6 Comments

  1. Gerd

    Wenn die Instrumentalisierung dazu genutzt wird um die Wahrheit ans Licht zu bringen, ist sie immer notwendig. Man hat mir mal vorgeworfen das Rosenkranz-Gebet zu instrumentalisieren, weil ich den demonstrativ mit anderen vor einer Abtreibungspraxis gesprochen habe. Ob ich mich nicht in die Notlagen der Mütter versetzen könnte usw. Eine Instrumentalisierung kann zynisch sein, die Absicht dahinter darf es nicht. Wenn ich am Grab der ermordeten Susanne eine Minute des Schweigens einhalte, bin ich sicher auf der Seite der traumatisierten Eltern. Und selbst Claudia Roth, wäre sie anwesend würde dann ihre zynische Klappe halten. Was am Grab gilt, gilt im Bundestag nicht?

  2. Konrad Kugler

    Warum rotieren Sie denn hier so?

    Thomas Seitz hat nur das wiederholt, was diese unerträgliche BT-Vizepräsidentin vorgemacht hat: Eine Schweigeminute für die im Mittelmeer Ertrunkenen (2015).

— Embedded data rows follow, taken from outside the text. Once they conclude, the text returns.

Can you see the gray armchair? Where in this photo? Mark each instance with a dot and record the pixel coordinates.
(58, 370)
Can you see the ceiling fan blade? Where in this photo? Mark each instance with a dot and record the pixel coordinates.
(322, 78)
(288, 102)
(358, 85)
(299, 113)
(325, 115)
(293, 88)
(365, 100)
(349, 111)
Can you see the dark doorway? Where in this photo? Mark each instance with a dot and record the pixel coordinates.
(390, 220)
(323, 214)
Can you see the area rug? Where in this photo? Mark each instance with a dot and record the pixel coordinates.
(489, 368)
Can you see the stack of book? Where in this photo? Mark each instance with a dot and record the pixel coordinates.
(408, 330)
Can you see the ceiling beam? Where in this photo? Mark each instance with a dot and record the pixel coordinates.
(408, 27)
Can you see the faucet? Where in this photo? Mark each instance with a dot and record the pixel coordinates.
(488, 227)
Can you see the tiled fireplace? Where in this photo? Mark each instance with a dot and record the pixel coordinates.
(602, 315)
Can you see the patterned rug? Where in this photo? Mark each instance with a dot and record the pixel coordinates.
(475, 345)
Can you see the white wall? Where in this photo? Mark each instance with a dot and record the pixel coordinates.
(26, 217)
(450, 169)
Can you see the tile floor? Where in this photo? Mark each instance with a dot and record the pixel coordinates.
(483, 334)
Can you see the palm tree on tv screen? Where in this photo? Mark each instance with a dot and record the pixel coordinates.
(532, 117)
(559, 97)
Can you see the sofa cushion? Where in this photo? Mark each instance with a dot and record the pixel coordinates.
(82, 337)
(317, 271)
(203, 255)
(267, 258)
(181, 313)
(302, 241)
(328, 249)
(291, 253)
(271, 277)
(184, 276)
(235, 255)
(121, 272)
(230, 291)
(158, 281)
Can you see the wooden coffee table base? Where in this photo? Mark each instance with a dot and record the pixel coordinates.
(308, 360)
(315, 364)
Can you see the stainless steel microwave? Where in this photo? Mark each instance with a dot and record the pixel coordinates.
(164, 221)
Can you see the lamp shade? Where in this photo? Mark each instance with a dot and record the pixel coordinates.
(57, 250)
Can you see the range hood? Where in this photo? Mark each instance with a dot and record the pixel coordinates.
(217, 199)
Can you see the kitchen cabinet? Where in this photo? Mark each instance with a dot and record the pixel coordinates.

    Die Verlogenheit sitzt links im BT. Und die Dreckigkeit. Und die Charakterlosigkeit ebenfalls. Die Mitte wird heute ausschließlich von der AfD vertreten.

    Die Extremisten sind doch in SPD, Grünen und Linken, die andauernd gegen Ehe, Familie und Privateigentum kämpfen, ihren Haß gegen Kirche und Staat pflegen und das Land ändern, sprich ruinieren wollen.

    Marxismus und Sozialismus sind Opium für das Volk. Und Wirksamkeit und Erfolg dieser umstürzlerischen (revolutionären) Ideen kommen vom Teufel.

    [Von den ersten Toten dieser irren Ideologie wird in der Apostelgeschichte berichtet, wenn man davon ausgeht, daß Satan der Inspirator der Idee des Gemeineigentums war. Das Verhalten der Eheleute war ihr Tod. Keine Spur von Gottes Barmherzigkeit zu sehen. Barmherzigkeit, heute das ideologische Schlagwort für allen möglichen Blödsinn.]

    Nun zu meiner realkatholischen Herzlosigkeit: Der kleine Kurdi wurde selbst Opfer einer Inszenierung und so politisch mißbraucht. Ich sah ihn bereits damals im Paradies (!). Vor dem steht immer noch der Engel mit dem Flammenschwert. Das hat mich getröstet.

    Satan ist seit seinem Sturz ein Aktivist. Er war immer dabei. Auch bei der Kreuzigung (zur Präzisierung).

    Lieber Herr Honekamp, darauf einen Dujardin!

  3. Andere Menschen als Mittel zum Zweck einzusetzen (sie zu instrumentalisieren), kann noch nicht moralisch falsch sein ohne dass weitere Bedingungen hinzu kommen. Und man muss jemanden auch ohne seine Zustimmung als Mittel gebrauchen können, beispielsweise um ihn als Vorbild hinzustellen. Auch ein Mahnmal des unbekannten Soldaten instrumentalisiert diesen ganz offensichtlich.

    Kant verbietet uns auch nicht pauschal, andere als Mittel zu gebrauchen, wir dürfen sie aber nicht *bloß* als Mittel gebrauchen sondern „jederzeit zugleich als Zweck“. Die Todesopfer macht es zwar nicht mehr lebendig, wenn man sie instrumentalisiert, aber es könnte doch in ihrem Sinne sein, weitere ähnliche Todesopfer zu verhindern. Es kommt darauf an, ob man ihnen unterstellen kann, sie würden sich mit einer bestimmten Opfergruppe identifizieren z. B. mit allen Migranten in Seenot oder allen Gewaltopfern. Oder vielleicht auch nur mit diejenigen Gewaltopfern, für die sich eine Mitschuld von Angela Merkel konstruieren lässt.

  4. Wenn der Instrumentalisierungsvorwurf derart vage ist, daß er zu jeder Zeit und gegen jeden nur erdenklichen Sprechakt vorgebracht werden kann, spricht genau dies gegen ihn. Der Instrumentalisierungsvorwurf ist, philosophisch gesprochen, ein allzu wohlfeiles Argument, deshalb – im Wortsinne – nichts wert.

    Außerdem lassen sich drollige Schleifen erwarten: Was, wenn jemand den Instrumentalisierungsvorwurf instrumentalisiert? Soll man dann Instrumentalisierungsvorwürfe gegen Instrumentalisierungsvorwürfe vorbringen?

    Also: Abtun. Nicht ernstnehmen. Keine Zeit damit verschwenden.